Sie stand wieder auf, strich den Umhang glatt und fragte Corcrain: »Wo finde ich diesen Congal?«
Congal war ein großer Mann. Er hatte einen Teller mit einer riesigen Portion Fisch und einem gekochten Entenei vor sich. Obwohl er am Tisch saß und speiste, steckte er in seiner Fischerkluft; er hielt es nicht für nötig, die Sachen abzulegen, wenn er seinen bothán betrat. Sein massiger Körperbau wurde durch diese Ausstaffierung zusätzlich betont. Seine schwieligen Hände glichen Pranken.
»Eine traurige Geschichte«, stimmte er Schwester Fidelma zu, die ihm gegenüber an dem sauber gescheuerten Tisch aus Kiefernholz saß. Sie tat sich an einer Schale süßen Mets gütlich, die er ihr als Geste der Gastfreundschaft angeboten hatte. »Die Frau hatte noch eine gute Lebensspanne vor sich, aber wenn man sich nicht mit dem felsigen Grund auskennt, sollte man dort besser nicht spazierengehen.«
»Soviel ich weiß, betrieb sie hier irgendwelche Nachforschungen.«
Er runzelte die Stirn.
»Nachforschungen?«
»Sie soll auch mit dir mehrfach gesprochen haben.«
»Kein Wunder, dass sie das tat. Bin schließlich der seanchafí hier. Kenne sämtliche Legenden und Geschichten der Insel«, erklärte er nicht ohne Stolz. Kein Inselbewohner, der sich nicht stolz und selbstbewusst gab, fand Fidelma. Sie hatten ja auch sonst nichts, also verwiesen sie auf das wenige, dessen sie sich rühmen konnten.
»Geschichten aus alten Zeiten? Zeigte sie dafür eine Vorliebe?«
»Ich würde sagen, ja.«
»Ging es ihr dabei um ein besonderes Thema oder eine besondere Geschichte?«
Unschlüssig wiegte er den Oberkörper hin und her.
»Nicht, dass ich wüsste.«
»Was wollte sie hören?«
»Och, einfach Geschichten aus vergangenen Zeiten, als die Druiden von Iarmuma auf die Priester Christi Jagd machten und sie töteten. Und das ist ja schon ewig her, trug sich zu, noch bevor der heilige Patrick an unsere Ufer kam.«
»Und du hast ihr ein paar Geschichten erzählt?«
Er nickte. »In den heidnischen Zeiten fanden viele Priester Christi auf dieser Insel eine Zuflucht.

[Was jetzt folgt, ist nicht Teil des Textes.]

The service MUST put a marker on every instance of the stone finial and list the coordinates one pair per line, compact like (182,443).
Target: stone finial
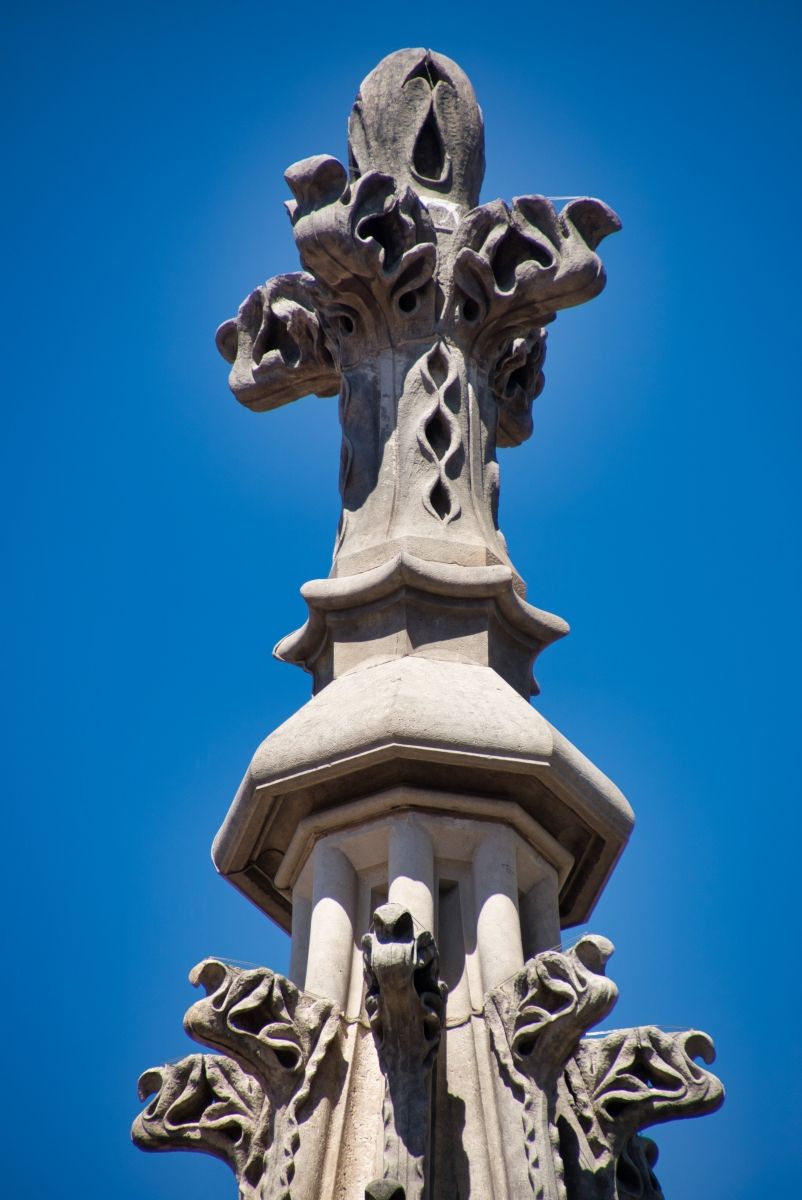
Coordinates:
(586,1099)
(417,118)
(425,311)
(241,1107)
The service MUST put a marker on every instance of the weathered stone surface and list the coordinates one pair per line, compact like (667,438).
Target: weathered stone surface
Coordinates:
(585,1101)
(241,1107)
(428,313)
(419,784)
(405,1002)
(431,724)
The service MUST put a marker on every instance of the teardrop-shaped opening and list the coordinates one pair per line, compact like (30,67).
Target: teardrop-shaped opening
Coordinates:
(429,154)
(438,435)
(430,71)
(440,501)
(275,336)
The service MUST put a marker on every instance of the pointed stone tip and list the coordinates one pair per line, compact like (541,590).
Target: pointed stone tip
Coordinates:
(416,118)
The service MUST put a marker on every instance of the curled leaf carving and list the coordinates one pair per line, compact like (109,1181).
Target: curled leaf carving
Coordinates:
(205,1103)
(516,381)
(276,346)
(644,1077)
(514,268)
(243,1105)
(259,1018)
(370,246)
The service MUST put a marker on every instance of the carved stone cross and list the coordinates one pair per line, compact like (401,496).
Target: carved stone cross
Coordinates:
(424,310)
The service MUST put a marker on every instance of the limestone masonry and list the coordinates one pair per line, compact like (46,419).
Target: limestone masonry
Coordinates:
(420,829)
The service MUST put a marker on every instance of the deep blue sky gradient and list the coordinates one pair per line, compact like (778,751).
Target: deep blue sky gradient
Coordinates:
(157,534)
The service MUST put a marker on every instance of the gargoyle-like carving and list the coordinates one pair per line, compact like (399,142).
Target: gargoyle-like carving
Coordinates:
(406,1008)
(644,1077)
(586,1099)
(537,1021)
(371,247)
(207,1103)
(400,262)
(276,346)
(241,1107)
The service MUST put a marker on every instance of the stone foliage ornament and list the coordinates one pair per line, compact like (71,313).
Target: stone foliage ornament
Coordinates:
(419,784)
(405,1002)
(241,1105)
(587,1099)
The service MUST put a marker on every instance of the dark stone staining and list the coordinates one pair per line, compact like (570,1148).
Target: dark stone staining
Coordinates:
(429,153)
(274,335)
(512,251)
(438,435)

Als die Mannen des Königs von Iarmuma die Kirchen und Gemeinden niederbrannten, flohen sie hierher.«
Die Auskunft half Schwester Fidelma nicht weiter. Sie konnte sich nicht vorstellen, dass Äbtissin Cuimne auf diese Art Geschichten aus gewesen war. Als Gesandte des Erzbischofs oblag ihr, wie Fidelma wusste, die Verantwortung für eine einheitliche Gottesdienstordnung in Irland.
»Keine Legende, die sie besonders gern hörte?«, versuchte es Fidelma noch einmal.
»Keine.«
Betonte Congal seine Antwort zu entschieden? Wie immer, wenn sie das Gefühl hatte, irgendetwas stimmte nicht, oder wenn jemand mit der vollen Wahrheit hinterm Berg gehalten hatte, spürte Schwester Fidelma ein unangenehmes Kribbeln im Nacken.
Bei ihrer Rückkehr in die Hütte des bó-aire nahm sie sich den Lederranzen vor, der die persönliche Habe der Äbtissin enthielt. Dabei kamen natürlich auch ganz intime Dinge zum Vorschein. Sie ließen Rückschlüsse auf eine Frau zu, die durchaus eitel gewesen war. Es fanden sich einige Kosmetika, ein Krüglein mit Parfüm, ihr Rosenkranz und schließlich ihr Kruzifix – eine großartige Arbeit aus Elfenbein und Gold, die mehr auf Rang und Würde als Schwester des Hochkönigs hinwies als auf ihre Rolle als demütige Nonne. Die Perlen am Rosenkranz waren aus Elfenbein. Auch Kleidungsstücke gehörten zum Inhalt des Ranzens, einem Lederbeutel, wie ihn Mönche und Nonnen unterwegs auf Reisen und Wallfahrten über der Schulter trugen.